Kopi Wanoja: Dari Tangan Perempuan Kampung di Kamojang ke Pasar Dunia

Mildan Abdalloh
Ditulis oleh Mildan Abdalloh diterbitkan Jumat 09 Mei 2025, 09:46 WIB
Para pekerja di Kopi Wanoja sedang memilah biji kopi. (Sumber: ayobandung.id | Foto: Mildan Abdalloh)

Para pekerja di Kopi Wanoja sedang memilah biji kopi. (Sumber: ayobandung.id | Foto: Mildan Abdalloh)

AYOBANDUNG.ID - Tangan-tangan terampil bergerak lincah memilah biji kopi di atas meja stainless. Sorot mata yang tajam mengawasi setiap butir, sementara jari-jemari dengan cekatan memisahkan biji yang tidak memenuhi standar.

Selusinan perempuan berkerudung, seragam kuning, dan celemek tampak khusyuk bekerja. Mereka adalah para pekerja di Kopi Wanoja, yang berlokasi di Kampung Sangkan, Desa Laksana, Kecamatan Ibun, Kabupaten Bandung—sebuah daerah di kaki Gunung Kamojang.

Meskipun berasal dari perkampungan, omzet bisnis ini mencapai miliaran rupiah. Berton-ton biji kopi dalam bentuk green bean mereka kirim ke berbagai penjuru negeri, bahkan hingga ke pasar ekspor di sejumlah negara.

Di balik kesuksesan ini ada sosok Eti Sumiati, pendiri Kopi Wanoja yang kini berusia 70 tahun. Perempuan tangguh inilah yang mengubah wajah pertanian di Kamojang.

Lima Perempuan Pelopor

Kawasan Kamojang kini dikenal sebagai salah satu penghasil kopi terkemuka. Padahal, dulu daerah ini mengandalkan pertanian hortikultura yang kerap dianggap merusak lingkungan.

Meski masih banyak petani yang bertahan dengan sayuran, luas kebun kopi terus bertambah. Peralihan ini tak lepas dari peran Eti Sumiati pada 2012. Saat itu, perempuan yang akrab disapa Nenek ini baru pensiun dari pekerjaannya sebagai Aparatur Sipil Negara (ASN).

"Setelah pensiun, Nenek melihat potensi kopi di Kamojang," kata Silvi, petugas administrasi Koperasi Wanoja, Rabu (7/5/2025).

Potensi itu terlihat dari kebun-kebun kopi kecil di pinggiran hutan Kamojang.
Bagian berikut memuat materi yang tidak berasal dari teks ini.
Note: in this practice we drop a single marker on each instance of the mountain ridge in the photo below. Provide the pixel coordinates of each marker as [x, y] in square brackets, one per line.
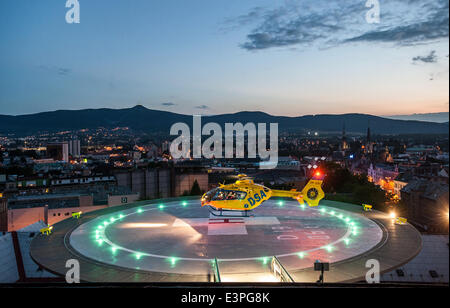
[141, 118]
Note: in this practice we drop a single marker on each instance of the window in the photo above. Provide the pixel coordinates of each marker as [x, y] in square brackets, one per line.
[433, 274]
[400, 273]
[222, 195]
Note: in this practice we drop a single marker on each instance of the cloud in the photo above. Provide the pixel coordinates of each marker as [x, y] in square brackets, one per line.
[325, 24]
[431, 58]
[202, 107]
[62, 71]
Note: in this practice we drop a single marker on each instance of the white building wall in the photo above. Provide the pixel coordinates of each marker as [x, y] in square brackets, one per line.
[8, 264]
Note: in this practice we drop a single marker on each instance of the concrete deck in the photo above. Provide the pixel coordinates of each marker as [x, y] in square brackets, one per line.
[175, 240]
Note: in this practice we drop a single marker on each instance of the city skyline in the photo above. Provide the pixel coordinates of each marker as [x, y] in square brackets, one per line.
[287, 58]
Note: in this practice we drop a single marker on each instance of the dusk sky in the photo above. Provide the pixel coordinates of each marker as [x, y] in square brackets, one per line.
[223, 56]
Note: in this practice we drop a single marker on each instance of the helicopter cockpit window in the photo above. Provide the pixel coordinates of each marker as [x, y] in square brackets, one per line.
[229, 195]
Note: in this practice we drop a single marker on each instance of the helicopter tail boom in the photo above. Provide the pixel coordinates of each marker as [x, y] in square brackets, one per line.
[288, 194]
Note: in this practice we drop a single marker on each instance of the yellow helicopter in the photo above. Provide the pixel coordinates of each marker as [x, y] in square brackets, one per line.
[244, 195]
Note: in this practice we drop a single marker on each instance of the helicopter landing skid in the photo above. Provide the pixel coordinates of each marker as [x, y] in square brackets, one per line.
[229, 213]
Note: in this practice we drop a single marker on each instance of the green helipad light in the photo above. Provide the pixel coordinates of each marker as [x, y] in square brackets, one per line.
[173, 261]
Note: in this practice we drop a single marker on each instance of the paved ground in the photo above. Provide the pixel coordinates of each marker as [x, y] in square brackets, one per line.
[176, 241]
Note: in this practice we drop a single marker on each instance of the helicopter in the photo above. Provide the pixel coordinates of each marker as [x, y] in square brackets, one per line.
[239, 198]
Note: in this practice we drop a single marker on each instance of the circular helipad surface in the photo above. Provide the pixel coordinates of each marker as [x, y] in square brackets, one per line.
[182, 237]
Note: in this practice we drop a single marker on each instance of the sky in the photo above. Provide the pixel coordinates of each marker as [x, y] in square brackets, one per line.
[283, 57]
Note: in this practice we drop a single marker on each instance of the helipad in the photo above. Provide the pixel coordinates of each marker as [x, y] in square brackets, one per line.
[177, 240]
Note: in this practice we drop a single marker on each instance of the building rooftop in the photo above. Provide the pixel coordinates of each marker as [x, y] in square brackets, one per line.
[429, 266]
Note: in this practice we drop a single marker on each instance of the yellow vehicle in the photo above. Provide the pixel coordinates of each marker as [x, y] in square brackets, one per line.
[77, 215]
[244, 195]
[47, 230]
[367, 207]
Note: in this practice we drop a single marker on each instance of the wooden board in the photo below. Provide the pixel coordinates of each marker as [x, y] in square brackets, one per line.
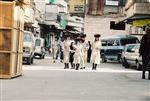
[10, 18]
[10, 65]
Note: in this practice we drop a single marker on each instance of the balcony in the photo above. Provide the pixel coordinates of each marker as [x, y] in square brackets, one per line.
[138, 9]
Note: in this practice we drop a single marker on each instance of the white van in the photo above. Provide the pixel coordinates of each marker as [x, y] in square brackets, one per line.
[39, 47]
[28, 47]
[113, 46]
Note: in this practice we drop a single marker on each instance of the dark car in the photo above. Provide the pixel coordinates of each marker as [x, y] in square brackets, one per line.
[131, 57]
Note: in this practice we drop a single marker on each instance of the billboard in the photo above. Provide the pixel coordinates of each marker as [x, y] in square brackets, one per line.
[52, 9]
[50, 16]
[112, 2]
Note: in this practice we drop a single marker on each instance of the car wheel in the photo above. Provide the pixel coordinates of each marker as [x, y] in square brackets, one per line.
[138, 66]
[104, 60]
[29, 61]
[126, 65]
[32, 60]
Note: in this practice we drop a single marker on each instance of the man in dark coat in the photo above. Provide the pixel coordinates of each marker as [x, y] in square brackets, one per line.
[145, 52]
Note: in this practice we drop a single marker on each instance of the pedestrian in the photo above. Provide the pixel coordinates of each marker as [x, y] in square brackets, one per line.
[66, 51]
[77, 55]
[61, 52]
[96, 46]
[55, 47]
[145, 53]
[72, 51]
[84, 50]
[89, 52]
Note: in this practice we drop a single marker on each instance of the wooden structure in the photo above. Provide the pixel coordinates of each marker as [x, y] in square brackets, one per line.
[11, 39]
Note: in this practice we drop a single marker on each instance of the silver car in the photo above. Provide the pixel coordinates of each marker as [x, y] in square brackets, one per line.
[131, 57]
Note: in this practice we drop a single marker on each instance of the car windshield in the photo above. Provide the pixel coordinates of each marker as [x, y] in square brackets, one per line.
[131, 48]
[37, 42]
[129, 41]
[27, 37]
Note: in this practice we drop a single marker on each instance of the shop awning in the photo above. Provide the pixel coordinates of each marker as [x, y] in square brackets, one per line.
[137, 20]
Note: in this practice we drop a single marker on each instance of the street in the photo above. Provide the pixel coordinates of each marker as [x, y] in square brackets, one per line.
[45, 81]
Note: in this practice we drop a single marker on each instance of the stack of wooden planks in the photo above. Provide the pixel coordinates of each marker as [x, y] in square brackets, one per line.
[11, 39]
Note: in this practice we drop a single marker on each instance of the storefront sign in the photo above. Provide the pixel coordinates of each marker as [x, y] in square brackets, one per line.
[112, 2]
[144, 22]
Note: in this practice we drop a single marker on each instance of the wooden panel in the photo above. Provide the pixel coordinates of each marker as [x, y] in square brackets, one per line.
[21, 38]
[10, 65]
[11, 17]
[4, 64]
[5, 40]
[19, 63]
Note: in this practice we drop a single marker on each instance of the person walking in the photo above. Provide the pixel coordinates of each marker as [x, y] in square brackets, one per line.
[89, 52]
[72, 51]
[84, 51]
[55, 46]
[77, 55]
[66, 51]
[144, 51]
[96, 46]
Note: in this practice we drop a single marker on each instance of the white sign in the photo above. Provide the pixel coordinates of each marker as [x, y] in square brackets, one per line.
[50, 17]
[112, 2]
[52, 9]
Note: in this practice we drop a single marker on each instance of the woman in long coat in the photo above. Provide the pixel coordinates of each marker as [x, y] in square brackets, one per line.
[66, 51]
[84, 51]
[95, 57]
[77, 55]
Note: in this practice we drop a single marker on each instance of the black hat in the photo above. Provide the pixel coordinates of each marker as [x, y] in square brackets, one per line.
[83, 35]
[97, 35]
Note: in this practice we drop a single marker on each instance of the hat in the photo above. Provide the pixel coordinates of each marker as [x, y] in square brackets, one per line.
[97, 35]
[78, 39]
[83, 35]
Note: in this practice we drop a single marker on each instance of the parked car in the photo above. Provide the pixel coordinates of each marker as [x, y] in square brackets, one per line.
[113, 46]
[39, 47]
[131, 57]
[28, 47]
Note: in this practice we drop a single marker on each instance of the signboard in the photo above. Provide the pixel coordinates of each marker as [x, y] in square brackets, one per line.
[139, 23]
[50, 16]
[79, 8]
[52, 9]
[112, 2]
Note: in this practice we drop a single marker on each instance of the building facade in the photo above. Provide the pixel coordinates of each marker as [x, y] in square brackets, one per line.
[99, 14]
[76, 7]
[137, 15]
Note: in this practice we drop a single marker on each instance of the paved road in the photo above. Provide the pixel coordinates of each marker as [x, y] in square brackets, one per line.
[44, 81]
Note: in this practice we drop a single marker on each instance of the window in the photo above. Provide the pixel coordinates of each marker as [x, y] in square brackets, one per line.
[27, 37]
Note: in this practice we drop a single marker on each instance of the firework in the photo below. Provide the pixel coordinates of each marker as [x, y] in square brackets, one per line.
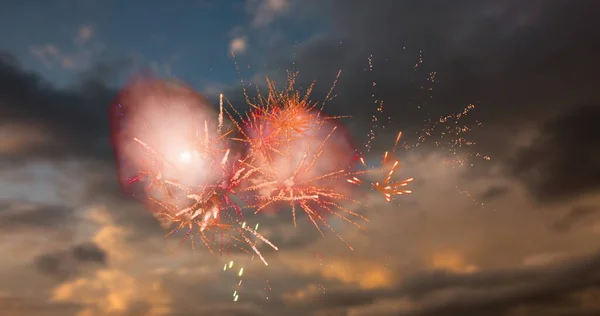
[298, 155]
[168, 142]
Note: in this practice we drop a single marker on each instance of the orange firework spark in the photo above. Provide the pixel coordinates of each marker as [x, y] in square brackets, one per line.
[209, 202]
[387, 187]
[284, 132]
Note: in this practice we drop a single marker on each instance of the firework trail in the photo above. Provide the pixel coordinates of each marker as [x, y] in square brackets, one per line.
[174, 156]
[298, 155]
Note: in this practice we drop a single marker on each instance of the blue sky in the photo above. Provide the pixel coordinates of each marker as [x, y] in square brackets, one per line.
[191, 40]
[514, 235]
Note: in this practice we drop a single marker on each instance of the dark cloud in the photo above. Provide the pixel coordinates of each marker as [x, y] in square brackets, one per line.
[487, 292]
[576, 216]
[514, 59]
[74, 121]
[563, 161]
[494, 193]
[67, 263]
[15, 215]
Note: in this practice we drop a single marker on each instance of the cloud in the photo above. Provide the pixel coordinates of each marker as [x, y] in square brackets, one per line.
[562, 162]
[79, 57]
[577, 216]
[113, 292]
[71, 122]
[266, 11]
[67, 263]
[84, 34]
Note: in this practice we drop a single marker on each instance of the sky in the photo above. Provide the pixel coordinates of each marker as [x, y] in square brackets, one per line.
[515, 234]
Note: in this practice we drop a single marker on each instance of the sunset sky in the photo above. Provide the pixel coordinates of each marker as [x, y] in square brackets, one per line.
[516, 235]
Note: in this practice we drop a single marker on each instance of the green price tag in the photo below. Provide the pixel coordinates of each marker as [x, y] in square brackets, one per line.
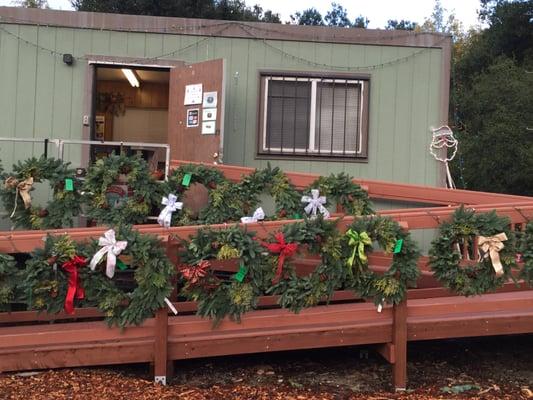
[239, 276]
[69, 185]
[186, 180]
[398, 246]
[121, 265]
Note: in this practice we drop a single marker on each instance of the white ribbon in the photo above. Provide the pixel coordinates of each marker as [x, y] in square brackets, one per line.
[315, 202]
[259, 214]
[112, 248]
[171, 205]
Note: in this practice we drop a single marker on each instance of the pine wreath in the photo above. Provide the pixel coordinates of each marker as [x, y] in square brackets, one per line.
[477, 276]
[391, 286]
[527, 254]
[9, 278]
[47, 276]
[120, 189]
[18, 186]
[141, 283]
[311, 237]
[218, 294]
[341, 190]
[181, 179]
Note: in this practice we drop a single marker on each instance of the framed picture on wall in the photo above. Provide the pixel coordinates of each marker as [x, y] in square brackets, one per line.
[99, 127]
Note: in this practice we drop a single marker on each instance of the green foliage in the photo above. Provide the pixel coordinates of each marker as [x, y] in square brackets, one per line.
[235, 10]
[390, 287]
[60, 211]
[526, 248]
[493, 98]
[477, 277]
[340, 188]
[120, 170]
[9, 278]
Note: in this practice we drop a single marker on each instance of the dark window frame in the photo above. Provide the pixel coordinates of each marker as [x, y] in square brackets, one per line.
[360, 156]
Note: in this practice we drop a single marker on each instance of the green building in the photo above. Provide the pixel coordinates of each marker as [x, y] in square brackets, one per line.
[312, 99]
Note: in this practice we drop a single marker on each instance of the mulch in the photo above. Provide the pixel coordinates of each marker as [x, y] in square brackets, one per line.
[483, 368]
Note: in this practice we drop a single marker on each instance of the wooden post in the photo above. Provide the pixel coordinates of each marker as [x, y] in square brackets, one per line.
[160, 346]
[399, 340]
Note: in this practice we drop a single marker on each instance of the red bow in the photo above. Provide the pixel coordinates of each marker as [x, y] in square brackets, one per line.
[75, 290]
[284, 250]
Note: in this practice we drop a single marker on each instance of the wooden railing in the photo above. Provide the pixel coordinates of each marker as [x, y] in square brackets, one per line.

Meski belum banyak, Nenek yakin komoditas ini menjanjikan—meski saat itu bisnis kopi belum booming seperti sekarang.

Tanpa bekal pengalaman bertani kopi, Nenek memberanikan diri membentuk kelompok tani. Dengan susah payah, ia berhasil mengajak lima perempuan untuk bergabung. Kelompok itu kemudian dinamai Wanoja, dari bahasa Sunda yang berarti "perempuan".

Mengubah kebiasaan petani dari menanam sayur ke kopi bukan hal mudah. Sayur bisa dipanen dalam hitungan bulan, sementara kopi butuh waktu hingga tiga tahun. Namun, berkat kegigihan Nenek, lambat laun petani lain mulai tertarik.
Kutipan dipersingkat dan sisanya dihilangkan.